West Ham odrobił dzielnie straty i wyłuskał cenny punkt w derbowym starciu z Arsenalem. Forma Młotów z drugiej połowy mogła naprawdę pozytywnie zaskakiwać, bowiem w zawodnikach można było zauważyć pasję i chęć walki. Linią pomocy dowodził nie kto inny jak Declan Rice, dzięki któremu nastawienie drużyny zmieniło się o 180 stopni. Mimo to jego działania po zakończeniu spotkania mogą wprowadzić fanów w zakłopotanie.
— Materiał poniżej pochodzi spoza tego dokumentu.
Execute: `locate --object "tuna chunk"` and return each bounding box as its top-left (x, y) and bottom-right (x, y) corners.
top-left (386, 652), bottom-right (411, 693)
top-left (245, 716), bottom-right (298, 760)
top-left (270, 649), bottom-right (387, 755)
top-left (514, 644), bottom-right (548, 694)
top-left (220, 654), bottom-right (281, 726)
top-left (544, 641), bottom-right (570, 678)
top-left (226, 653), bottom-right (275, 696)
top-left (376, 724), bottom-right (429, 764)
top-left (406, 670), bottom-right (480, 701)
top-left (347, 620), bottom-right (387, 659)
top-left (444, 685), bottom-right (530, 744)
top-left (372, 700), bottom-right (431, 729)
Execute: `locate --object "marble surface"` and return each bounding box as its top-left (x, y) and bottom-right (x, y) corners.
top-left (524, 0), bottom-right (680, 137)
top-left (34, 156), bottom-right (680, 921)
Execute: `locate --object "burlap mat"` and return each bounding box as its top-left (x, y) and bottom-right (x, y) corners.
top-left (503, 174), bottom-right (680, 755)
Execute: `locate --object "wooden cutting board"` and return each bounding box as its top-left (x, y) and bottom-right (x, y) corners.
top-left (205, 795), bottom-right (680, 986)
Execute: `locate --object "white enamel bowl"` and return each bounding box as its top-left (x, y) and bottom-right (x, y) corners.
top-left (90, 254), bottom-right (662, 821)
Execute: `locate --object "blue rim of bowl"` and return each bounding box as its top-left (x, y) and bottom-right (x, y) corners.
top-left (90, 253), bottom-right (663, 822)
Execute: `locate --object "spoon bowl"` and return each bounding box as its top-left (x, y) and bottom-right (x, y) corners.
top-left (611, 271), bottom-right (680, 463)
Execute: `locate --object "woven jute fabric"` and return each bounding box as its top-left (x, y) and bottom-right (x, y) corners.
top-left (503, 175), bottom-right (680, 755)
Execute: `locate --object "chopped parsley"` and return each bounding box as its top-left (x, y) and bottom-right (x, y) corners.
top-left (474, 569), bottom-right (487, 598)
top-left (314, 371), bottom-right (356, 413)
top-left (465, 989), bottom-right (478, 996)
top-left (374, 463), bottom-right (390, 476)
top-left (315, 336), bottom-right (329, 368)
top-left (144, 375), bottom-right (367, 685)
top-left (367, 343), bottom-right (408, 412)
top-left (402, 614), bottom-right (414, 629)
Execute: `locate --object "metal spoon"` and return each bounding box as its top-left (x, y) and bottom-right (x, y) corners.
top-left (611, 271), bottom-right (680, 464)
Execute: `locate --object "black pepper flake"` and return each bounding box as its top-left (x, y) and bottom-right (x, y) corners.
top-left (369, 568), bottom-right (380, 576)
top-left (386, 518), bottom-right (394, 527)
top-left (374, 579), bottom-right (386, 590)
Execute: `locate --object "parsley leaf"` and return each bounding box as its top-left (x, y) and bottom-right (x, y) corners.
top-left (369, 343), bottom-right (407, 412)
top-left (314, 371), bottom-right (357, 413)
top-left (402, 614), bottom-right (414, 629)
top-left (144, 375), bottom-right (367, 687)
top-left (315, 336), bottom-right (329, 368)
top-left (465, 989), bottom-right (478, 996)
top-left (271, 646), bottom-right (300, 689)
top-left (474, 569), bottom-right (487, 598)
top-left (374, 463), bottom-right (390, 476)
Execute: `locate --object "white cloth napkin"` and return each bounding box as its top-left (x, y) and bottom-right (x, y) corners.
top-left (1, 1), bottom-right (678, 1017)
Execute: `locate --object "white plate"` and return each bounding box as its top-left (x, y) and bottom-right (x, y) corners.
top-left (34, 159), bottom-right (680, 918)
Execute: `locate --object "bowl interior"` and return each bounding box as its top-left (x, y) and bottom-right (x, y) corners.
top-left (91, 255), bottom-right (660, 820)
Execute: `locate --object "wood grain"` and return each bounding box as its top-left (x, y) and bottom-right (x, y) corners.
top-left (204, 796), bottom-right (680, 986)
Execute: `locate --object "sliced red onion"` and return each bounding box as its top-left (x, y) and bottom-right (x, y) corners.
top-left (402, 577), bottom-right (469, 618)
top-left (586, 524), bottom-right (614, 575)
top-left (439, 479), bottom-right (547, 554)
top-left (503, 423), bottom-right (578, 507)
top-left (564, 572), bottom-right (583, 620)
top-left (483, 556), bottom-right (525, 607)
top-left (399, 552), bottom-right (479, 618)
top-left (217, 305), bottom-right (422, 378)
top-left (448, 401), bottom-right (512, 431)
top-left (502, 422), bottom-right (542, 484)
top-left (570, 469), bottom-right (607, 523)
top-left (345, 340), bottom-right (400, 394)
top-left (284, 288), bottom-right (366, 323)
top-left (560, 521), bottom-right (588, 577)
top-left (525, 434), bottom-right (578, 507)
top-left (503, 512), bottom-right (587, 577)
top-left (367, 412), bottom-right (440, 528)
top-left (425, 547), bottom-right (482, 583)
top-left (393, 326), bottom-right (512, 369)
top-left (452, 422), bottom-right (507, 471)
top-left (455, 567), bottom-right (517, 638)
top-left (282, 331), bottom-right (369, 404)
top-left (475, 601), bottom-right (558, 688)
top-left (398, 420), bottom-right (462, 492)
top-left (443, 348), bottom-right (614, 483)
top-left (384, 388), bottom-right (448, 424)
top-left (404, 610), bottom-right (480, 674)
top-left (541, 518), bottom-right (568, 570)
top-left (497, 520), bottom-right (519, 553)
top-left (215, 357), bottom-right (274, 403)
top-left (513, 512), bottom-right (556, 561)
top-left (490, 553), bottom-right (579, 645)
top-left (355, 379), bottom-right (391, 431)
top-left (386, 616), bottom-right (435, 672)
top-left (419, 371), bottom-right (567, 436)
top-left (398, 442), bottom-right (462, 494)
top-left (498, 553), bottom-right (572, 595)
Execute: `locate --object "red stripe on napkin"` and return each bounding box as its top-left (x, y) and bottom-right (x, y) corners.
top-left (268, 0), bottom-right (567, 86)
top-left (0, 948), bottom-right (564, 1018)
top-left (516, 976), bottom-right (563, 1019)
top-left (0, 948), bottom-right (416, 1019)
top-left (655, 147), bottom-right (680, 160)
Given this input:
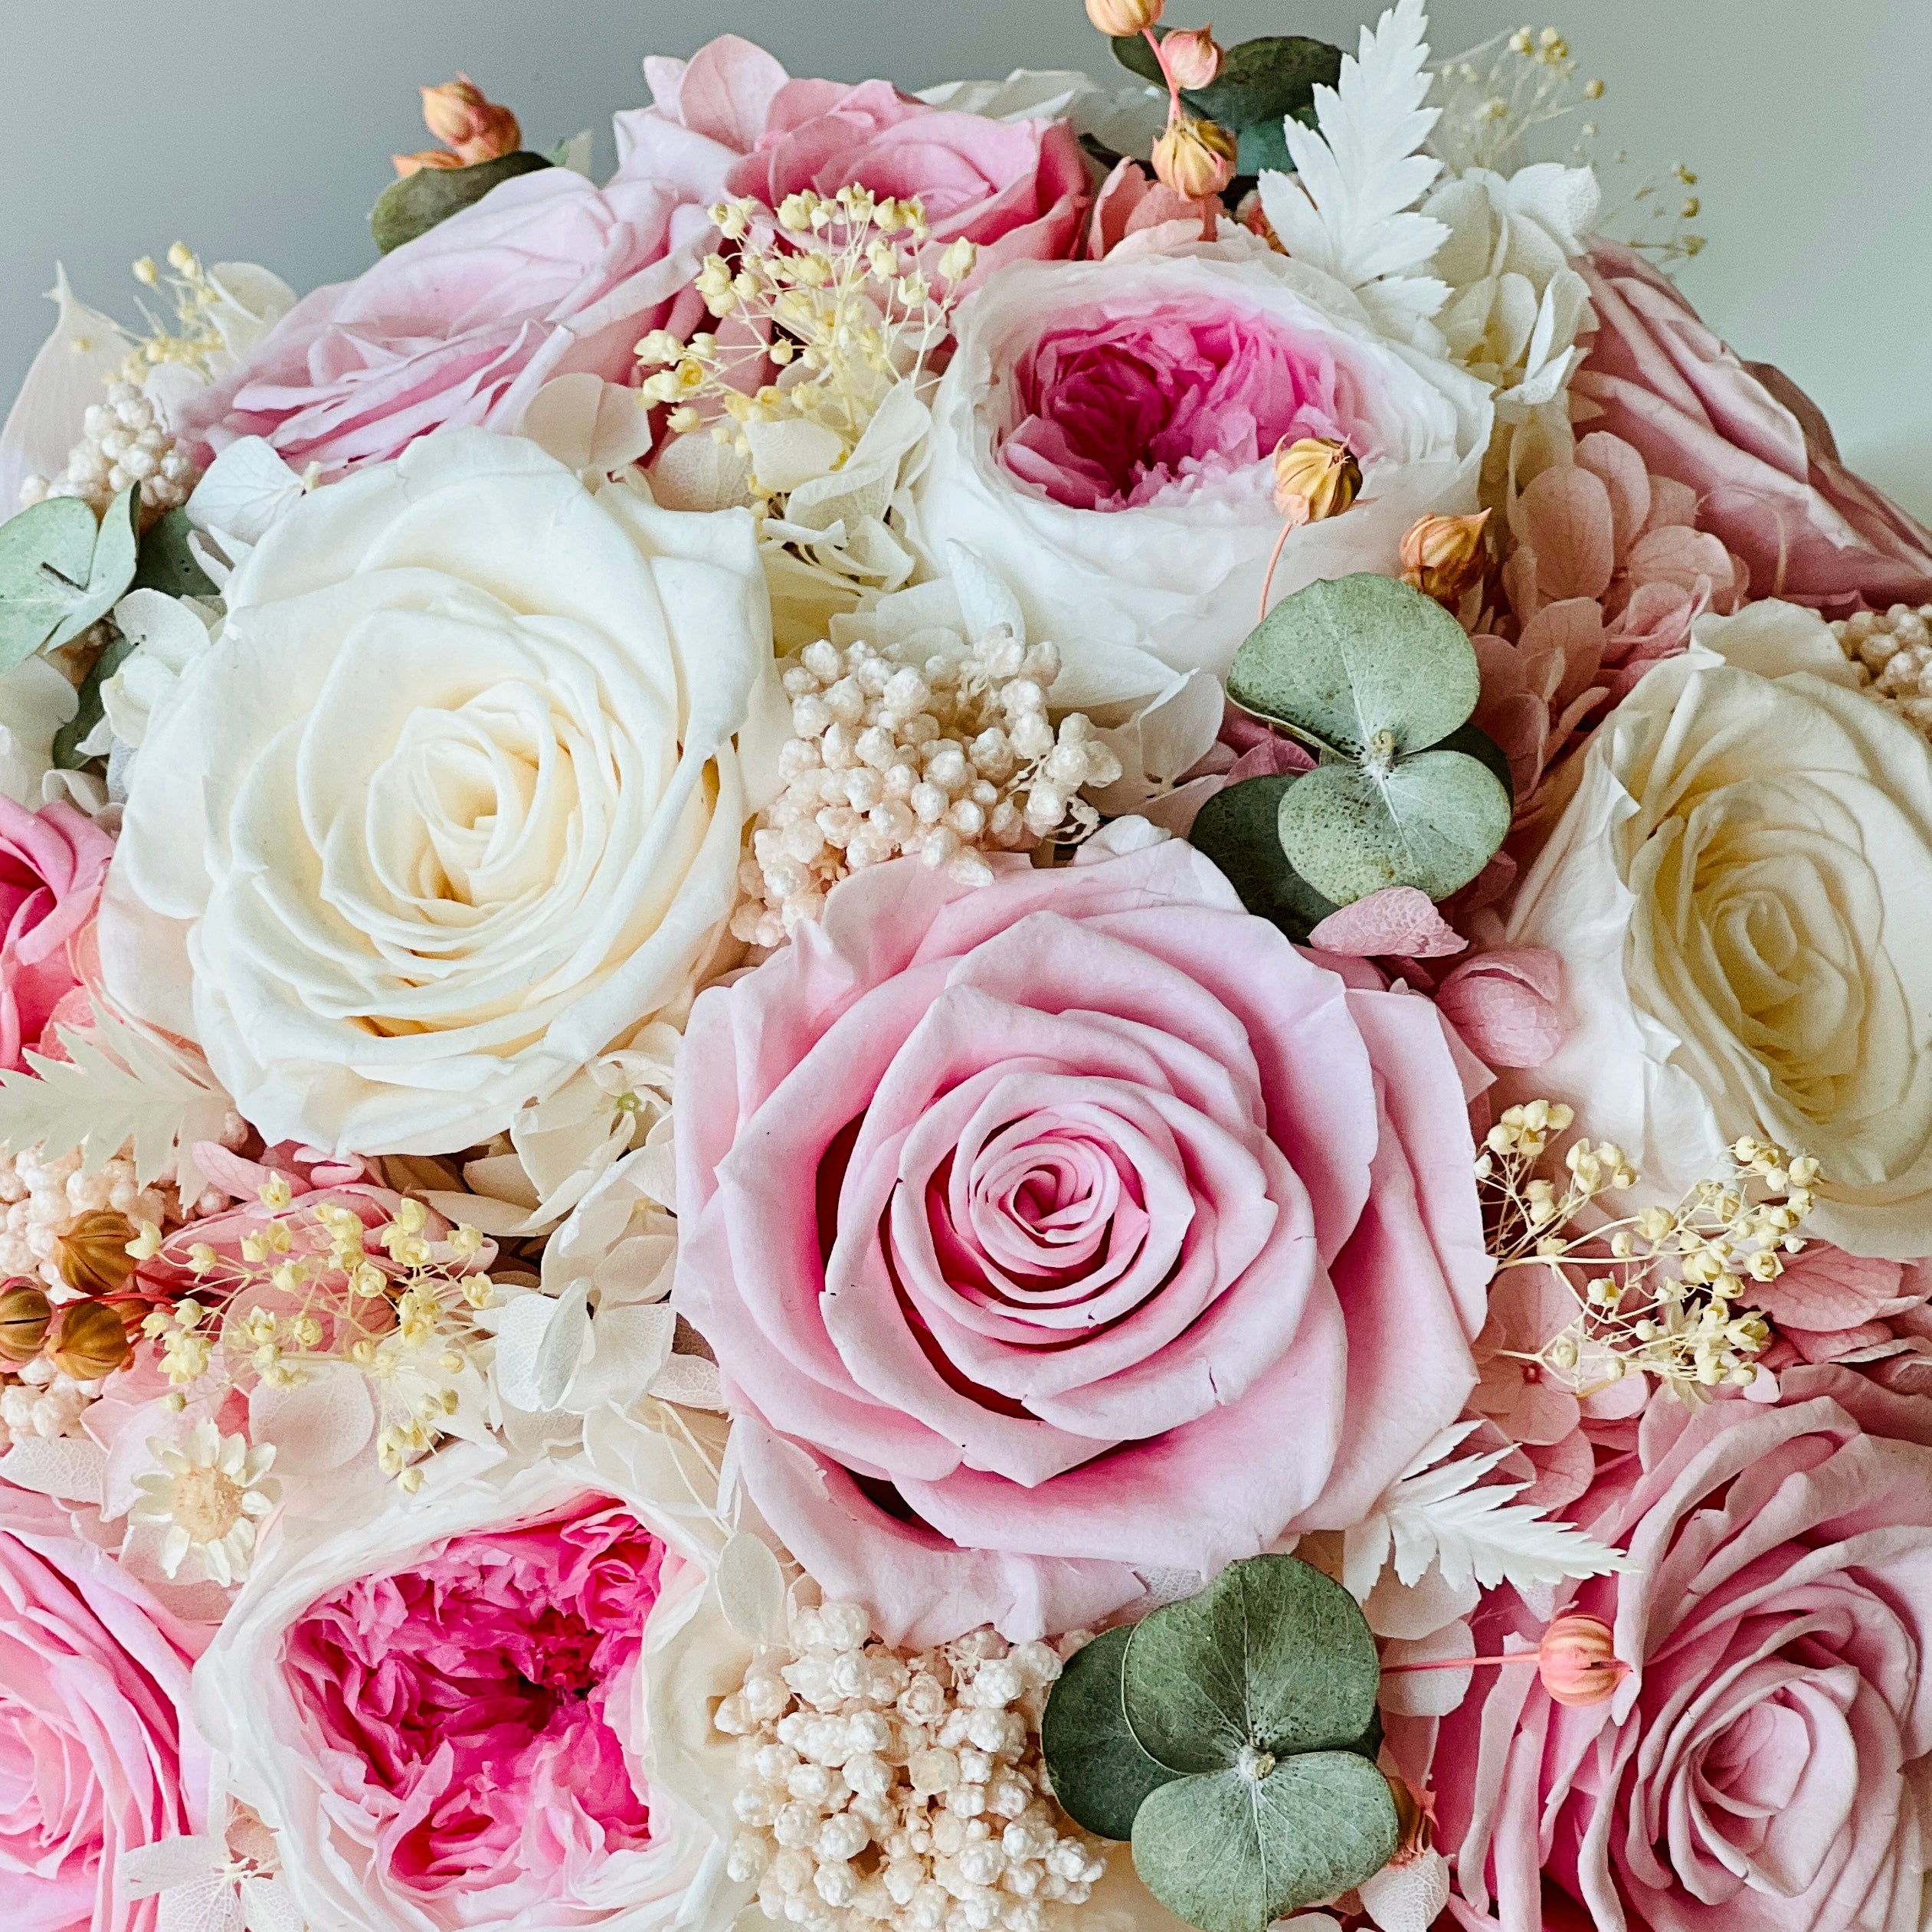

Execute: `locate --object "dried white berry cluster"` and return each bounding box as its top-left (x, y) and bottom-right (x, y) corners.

Internet obiegły zdjęcia, na których kapitan The Hammers prosi Martin Ødegaarda o podpis na domowej koszulce Kanonierów. Kibice West Hamu martwią się, że nakręci to dodatkowo spekulacje transferowe, natomiast miłośnicy klubu z północy Londynu zacierają ręce i uważają, że symbolizuje to nadchodzące przejście Anglika do ich zespołu.

Należy jednak uspokoić zarówno jednych, jak i drugich. Nie od dziś wiadomo, że Rice to zapalony kolekcjoner koszulek piłkarskich. Z kont 24-latka w mediach społecznościowych można jasno wywnioskować, że stanowią one znaczną część wystroju w jego miejscu zamieszkania. Jest on posiadaczem trykotów wielu byłych i obecnych graczy Premier League, między innymi  Harry’ego Kane’a, Michaela Owena czy Stevena Gerrarda. Dysponuje on również strojem Kyliana Mbappé oraz Neymara.

W związku z tym widać, jak wielki szum medialny utworzyła, co by nie mówić, błahostka. Jedyną rzeczą, która faktycznie może zastanawiać jest geneza posiadania przez Rice’a domowej koszulki The Gunners.